The tablet went on display at the British Museum on Friday,...
It's also the subject of a new book, "The Ark Before Noah," by Irving Finkel...
Is 4,000 years ago --- the reported date of this tablet --- before the time of Noah?
No.
Traditionally the discipline of Biblical Chronology (mistakenly) placed the time of Noah about 2500 B.C. That is 4500 years ago. Modern Biblical Chronology places the time of Noah one thousand years earlier, at 3520 B.C. --- over 5500 years ago.
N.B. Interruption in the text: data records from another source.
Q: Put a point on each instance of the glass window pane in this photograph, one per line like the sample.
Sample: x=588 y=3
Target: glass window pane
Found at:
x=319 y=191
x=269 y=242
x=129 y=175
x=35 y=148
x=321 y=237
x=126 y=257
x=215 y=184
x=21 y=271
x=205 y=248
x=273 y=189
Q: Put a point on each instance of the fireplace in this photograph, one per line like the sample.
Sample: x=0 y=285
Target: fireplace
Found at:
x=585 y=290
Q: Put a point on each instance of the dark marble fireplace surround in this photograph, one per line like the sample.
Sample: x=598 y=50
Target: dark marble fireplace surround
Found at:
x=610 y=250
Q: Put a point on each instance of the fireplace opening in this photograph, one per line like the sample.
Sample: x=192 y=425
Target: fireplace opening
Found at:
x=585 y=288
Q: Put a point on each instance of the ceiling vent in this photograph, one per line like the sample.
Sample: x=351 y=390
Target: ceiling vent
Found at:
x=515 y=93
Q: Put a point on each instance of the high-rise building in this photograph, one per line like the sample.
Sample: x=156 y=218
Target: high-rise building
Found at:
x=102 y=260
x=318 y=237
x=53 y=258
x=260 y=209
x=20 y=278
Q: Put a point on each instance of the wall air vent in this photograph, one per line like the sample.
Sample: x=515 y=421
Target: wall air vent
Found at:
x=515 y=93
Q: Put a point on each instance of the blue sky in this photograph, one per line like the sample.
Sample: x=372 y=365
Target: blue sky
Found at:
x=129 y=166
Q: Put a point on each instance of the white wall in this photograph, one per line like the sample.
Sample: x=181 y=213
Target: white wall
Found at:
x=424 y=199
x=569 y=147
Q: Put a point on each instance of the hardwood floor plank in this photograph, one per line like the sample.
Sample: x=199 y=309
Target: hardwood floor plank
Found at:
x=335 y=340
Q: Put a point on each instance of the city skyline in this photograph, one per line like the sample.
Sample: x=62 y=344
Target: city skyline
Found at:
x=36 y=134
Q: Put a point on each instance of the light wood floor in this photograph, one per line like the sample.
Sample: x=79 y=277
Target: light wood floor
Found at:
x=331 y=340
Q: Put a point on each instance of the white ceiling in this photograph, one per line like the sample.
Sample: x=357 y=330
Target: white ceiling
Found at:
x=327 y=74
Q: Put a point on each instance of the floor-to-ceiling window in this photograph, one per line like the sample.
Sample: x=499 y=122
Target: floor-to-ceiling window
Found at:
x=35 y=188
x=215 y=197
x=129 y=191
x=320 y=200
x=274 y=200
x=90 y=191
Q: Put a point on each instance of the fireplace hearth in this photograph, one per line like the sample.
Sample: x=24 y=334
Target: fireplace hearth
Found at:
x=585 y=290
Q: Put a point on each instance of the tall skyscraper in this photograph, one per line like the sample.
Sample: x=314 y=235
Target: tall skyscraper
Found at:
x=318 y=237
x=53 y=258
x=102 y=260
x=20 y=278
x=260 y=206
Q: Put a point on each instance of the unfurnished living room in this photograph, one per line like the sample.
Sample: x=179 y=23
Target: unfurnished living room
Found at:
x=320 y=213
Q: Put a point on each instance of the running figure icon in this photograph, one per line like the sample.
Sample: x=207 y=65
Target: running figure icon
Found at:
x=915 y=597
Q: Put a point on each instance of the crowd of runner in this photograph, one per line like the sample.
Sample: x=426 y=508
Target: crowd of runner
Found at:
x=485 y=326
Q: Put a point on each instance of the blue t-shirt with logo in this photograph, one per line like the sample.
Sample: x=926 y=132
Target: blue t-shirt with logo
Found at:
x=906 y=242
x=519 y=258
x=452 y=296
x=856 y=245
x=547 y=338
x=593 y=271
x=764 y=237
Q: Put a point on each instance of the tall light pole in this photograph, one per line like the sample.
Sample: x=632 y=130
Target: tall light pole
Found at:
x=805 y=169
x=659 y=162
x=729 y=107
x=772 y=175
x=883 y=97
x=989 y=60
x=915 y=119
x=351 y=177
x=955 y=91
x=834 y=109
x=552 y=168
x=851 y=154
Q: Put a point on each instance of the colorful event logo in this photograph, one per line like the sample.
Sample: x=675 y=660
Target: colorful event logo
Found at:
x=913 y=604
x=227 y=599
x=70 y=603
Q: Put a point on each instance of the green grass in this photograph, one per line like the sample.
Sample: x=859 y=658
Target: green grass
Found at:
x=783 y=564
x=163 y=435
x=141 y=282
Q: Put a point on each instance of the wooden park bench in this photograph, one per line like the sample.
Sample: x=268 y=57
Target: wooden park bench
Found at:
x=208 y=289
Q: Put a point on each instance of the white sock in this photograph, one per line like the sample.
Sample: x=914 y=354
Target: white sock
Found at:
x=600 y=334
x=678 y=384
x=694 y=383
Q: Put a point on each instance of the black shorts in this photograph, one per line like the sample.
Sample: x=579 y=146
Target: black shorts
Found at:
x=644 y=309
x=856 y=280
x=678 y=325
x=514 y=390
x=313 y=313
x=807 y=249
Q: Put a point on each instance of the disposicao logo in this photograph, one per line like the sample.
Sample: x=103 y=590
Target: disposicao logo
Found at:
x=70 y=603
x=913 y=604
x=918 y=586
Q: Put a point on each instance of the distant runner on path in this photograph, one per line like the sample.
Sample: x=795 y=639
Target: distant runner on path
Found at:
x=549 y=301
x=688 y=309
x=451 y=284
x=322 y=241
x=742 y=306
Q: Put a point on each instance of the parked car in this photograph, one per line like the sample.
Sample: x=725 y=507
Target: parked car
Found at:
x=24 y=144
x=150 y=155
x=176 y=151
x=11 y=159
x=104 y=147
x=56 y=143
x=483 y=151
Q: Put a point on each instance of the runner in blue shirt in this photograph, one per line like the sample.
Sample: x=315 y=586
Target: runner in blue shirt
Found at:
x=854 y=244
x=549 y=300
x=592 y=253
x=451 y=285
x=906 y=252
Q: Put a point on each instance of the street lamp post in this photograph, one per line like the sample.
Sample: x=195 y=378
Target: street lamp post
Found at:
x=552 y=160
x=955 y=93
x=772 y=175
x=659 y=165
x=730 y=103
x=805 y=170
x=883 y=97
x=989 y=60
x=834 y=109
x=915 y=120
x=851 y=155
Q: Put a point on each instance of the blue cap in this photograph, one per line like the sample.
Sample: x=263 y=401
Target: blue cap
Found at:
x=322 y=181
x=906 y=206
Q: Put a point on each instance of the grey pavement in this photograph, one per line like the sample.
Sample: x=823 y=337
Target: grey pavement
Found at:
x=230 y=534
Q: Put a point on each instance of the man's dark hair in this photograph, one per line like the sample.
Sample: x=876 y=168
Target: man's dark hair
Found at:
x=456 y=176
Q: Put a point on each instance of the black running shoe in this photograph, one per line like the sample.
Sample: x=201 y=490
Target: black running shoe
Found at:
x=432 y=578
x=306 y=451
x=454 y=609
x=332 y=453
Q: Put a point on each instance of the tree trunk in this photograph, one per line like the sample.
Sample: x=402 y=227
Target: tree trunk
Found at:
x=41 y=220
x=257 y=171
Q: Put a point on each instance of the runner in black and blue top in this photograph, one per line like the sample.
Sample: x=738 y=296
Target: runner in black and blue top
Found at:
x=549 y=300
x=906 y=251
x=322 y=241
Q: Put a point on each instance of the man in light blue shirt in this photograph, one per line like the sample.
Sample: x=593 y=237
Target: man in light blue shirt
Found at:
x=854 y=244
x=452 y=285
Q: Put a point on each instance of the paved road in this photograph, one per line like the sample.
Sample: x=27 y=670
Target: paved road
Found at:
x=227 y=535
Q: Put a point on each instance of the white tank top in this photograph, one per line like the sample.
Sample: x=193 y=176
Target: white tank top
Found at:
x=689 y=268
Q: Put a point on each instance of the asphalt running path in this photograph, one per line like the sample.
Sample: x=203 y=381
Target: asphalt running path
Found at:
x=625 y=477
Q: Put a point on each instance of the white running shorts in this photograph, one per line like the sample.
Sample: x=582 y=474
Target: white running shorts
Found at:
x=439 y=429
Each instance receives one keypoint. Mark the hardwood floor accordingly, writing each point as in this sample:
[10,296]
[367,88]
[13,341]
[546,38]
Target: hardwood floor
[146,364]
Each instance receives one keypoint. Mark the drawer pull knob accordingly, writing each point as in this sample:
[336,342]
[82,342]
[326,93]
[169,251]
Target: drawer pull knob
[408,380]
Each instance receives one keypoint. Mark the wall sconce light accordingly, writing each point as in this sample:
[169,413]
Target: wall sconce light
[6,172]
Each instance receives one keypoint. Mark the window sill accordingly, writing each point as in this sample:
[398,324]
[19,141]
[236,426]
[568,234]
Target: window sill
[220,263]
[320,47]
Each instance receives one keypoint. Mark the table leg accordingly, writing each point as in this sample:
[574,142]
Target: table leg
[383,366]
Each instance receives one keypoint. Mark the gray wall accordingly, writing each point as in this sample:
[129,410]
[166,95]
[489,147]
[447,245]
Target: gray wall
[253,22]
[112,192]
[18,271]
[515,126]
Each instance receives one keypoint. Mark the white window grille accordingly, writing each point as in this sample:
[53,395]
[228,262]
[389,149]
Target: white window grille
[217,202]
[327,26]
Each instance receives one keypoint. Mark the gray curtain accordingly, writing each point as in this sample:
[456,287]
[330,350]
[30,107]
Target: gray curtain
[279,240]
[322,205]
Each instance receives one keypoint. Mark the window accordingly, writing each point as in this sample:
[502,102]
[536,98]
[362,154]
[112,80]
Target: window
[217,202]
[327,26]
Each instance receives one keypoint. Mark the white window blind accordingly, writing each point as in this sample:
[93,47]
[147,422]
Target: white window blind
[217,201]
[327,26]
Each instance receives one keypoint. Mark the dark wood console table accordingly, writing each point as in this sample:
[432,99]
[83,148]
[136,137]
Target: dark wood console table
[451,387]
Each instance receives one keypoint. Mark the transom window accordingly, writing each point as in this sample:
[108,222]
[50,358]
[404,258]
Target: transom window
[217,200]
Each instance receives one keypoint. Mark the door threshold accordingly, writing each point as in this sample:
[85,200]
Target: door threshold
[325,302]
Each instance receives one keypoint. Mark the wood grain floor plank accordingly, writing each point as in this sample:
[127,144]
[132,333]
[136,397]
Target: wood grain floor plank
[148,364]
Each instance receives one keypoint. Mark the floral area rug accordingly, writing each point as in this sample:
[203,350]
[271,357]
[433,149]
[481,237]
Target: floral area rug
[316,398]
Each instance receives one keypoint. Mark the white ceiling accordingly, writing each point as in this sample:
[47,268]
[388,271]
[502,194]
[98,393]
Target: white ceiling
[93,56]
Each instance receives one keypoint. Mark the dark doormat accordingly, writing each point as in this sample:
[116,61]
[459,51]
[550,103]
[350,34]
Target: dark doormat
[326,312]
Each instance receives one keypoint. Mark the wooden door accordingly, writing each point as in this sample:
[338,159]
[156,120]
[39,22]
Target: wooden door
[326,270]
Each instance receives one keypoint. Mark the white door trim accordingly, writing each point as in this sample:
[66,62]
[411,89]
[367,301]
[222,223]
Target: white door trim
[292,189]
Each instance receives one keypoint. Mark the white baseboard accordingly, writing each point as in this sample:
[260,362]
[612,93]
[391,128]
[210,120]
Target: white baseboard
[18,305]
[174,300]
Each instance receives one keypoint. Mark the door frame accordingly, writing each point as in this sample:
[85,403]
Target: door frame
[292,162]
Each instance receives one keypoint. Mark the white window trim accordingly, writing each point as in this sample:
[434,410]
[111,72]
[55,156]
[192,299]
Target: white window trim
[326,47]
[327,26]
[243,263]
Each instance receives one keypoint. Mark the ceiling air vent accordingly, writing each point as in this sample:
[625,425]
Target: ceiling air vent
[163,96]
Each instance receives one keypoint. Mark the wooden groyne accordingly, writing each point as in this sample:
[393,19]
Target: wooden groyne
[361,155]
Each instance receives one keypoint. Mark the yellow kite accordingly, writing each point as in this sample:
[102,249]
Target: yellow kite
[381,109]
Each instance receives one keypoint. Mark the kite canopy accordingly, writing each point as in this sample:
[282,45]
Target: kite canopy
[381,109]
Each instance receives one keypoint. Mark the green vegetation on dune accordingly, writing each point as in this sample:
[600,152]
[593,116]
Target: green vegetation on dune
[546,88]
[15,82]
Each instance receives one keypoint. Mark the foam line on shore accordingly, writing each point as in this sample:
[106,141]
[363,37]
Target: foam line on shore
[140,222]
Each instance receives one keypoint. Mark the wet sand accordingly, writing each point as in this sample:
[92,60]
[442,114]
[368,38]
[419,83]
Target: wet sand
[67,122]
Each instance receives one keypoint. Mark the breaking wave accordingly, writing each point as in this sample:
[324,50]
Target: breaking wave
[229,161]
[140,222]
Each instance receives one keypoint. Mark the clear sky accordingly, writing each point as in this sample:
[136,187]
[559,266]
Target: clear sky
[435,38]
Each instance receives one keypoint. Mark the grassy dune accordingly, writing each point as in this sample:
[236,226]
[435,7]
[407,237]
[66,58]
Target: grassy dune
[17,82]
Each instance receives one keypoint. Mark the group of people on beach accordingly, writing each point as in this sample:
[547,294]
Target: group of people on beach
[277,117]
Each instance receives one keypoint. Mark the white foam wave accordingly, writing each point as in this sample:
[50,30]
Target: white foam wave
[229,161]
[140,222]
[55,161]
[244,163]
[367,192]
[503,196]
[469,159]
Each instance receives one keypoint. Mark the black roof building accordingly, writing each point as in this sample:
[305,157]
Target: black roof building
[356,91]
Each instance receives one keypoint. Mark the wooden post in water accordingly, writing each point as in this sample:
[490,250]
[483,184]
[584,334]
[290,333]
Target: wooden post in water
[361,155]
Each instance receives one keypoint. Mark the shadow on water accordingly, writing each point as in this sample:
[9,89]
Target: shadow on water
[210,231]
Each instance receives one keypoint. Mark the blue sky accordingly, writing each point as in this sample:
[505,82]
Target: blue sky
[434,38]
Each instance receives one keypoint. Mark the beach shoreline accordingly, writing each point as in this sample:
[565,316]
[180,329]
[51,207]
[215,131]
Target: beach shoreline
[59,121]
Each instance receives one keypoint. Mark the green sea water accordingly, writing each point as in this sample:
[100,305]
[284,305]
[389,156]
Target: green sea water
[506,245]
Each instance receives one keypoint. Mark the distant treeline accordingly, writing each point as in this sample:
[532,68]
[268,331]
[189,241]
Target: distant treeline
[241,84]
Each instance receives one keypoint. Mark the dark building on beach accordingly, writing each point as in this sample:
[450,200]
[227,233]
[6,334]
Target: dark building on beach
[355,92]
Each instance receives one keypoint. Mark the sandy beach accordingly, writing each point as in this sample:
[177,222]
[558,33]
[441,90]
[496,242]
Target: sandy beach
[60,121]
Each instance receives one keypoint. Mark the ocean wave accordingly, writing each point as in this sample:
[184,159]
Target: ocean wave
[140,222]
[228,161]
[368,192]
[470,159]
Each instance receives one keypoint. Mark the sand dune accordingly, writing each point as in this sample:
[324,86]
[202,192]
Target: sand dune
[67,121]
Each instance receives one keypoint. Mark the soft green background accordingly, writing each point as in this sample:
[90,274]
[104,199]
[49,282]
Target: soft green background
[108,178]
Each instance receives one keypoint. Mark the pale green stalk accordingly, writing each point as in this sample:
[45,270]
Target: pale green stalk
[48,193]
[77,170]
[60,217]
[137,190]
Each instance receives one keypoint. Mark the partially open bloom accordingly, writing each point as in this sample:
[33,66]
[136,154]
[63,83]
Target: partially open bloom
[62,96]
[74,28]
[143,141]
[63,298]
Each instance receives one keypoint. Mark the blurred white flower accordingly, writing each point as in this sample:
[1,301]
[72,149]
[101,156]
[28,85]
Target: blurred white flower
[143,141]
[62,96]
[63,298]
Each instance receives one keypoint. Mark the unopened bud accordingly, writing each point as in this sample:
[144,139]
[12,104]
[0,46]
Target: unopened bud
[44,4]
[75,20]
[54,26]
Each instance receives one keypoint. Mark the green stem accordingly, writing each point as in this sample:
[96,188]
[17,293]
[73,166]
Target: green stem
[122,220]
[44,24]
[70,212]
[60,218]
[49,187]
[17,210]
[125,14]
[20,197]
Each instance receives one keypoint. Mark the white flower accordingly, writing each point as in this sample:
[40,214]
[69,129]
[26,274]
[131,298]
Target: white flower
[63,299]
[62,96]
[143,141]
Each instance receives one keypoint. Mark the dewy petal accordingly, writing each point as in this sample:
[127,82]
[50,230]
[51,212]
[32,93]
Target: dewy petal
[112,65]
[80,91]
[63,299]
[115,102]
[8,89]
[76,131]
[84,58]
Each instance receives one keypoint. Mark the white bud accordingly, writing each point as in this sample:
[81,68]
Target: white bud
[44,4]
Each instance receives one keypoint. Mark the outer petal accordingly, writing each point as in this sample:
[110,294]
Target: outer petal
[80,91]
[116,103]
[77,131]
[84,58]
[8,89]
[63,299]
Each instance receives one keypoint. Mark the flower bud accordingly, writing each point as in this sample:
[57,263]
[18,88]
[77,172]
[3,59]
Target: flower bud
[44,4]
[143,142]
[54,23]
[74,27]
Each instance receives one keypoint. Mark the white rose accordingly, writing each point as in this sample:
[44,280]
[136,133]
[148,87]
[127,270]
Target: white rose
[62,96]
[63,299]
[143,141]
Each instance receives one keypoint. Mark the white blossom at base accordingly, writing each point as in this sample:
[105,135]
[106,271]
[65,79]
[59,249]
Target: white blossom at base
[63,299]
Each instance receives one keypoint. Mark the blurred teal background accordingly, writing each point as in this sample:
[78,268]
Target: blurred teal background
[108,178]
Thus this tablet originates, in fact, 1,500 years after the time of Noah.
Why, then, does Finkel write a whole book with the title "The Ark Before Noah"?
That's a hard question to answer, but truth is evidently not of great concern to Finkel:
"I don't think the ark existed --- but a lot of people do," [Finkel] said. "It doesn't really matter..."
Actually, it does matter. And Biblical Chronology shows unequivocally that the account of the Flood found in Genesis greatly predates all other versions of the Flood. The evidence we possess at the present time says overwhelmingly that Genesis holds the original, true, eye-witness account of the Flood.